# Need help configuring Krell Showcase processor



## deluxman (Oct 14, 2009)

I just connected all my gears with this processor on HT setup and now trying to do the calibration and settings on this processor. I am really a bit loss on how to properly calibrate this processor as the manual itself is not very detail about the advanced calibration option. Can someone share their knowledge on this processor? Also does anyone know if there is auto detect surround mode on this processor? meaning if I connect a DVD or Blue Ray disc, the surround mode can automatically choose the correct surround mode. Also once calibration is done, and if I accidentally unplug the power cable, will it still saved my settings or does it get lost? any idea on that?

Also I notices that on the Dolby Pro Logic mode vs DTS Cinema, the bass on the Dolby seems to be very soft, is that normal?

Hope there is a detail threads regarding calibrating this Krell Showcase processor.

Also since this is an old processor that does not have HDMI, I though of buying my friend's new Yamaha VX-765BL but I was wondering if the sound quality output on the Yamaha is going to be a significant difference compare to the Krell Showcase?
Thanks.


----------



## Jungle Jack (Jul 28, 2009)

deluxman said:


> I just connected all my gears with this processor on HT setup and now trying to do the calibration and settings on this processor. I am really a bit loss on how to properly calibrate this processor as the manual itself is not very detail about the advanced calibration option. Can someone share their knowledge on this processor? Also does anyone know if there is auto detect surround mode on this processor? meaning if I connect a DVD or Blue Ray disc, the surround mode can automatically choose the correct surround mode. Also once calibration is done, and if I accidentally unplug the power cable, will it still saved my settings or does it get lost? any idea on that?
> 
> Also I notices that on the Dolby Pro Logic mode vs DTS Cinema, the bass on the Dolby seems to be very soft, is that normal?
> 
> ...


Hello,
The Showcase was not a very popular SSP when launched. Much of this was due to the original MSRP of the unit. It is definitely a well made SSP and has a vast amount of adjustments. 

In all honesty, most who purchased this unit new, had the Dealer come out and configure the Processor. It might be worthwhile to see if there is a Krell Dealer in your area to see if you could pay someone to come out and tweak it. Krell Dealers were trained how to get the most out of the unit.

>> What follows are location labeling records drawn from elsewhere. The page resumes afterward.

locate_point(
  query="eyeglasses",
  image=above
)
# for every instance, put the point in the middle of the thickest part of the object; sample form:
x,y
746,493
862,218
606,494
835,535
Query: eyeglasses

Here are some links for Professional Reviews:http://www.hometheaterhifi.com/volume_10_1/krell-showcase-processor-3-2003.html
http://www.hometheatermag.com/preampprocessors/141/
http://www.hemagazine.com/node/Krell_Showcase_Processor

Hopefully, there are some former Owners here. However, it really did not sell that well and I remember when Sound Advice/Tweeter were going Out of Business they were practically giving one away. I did think about it, but not having HDMI stopped me from getting it.
Cheers,
AD


----------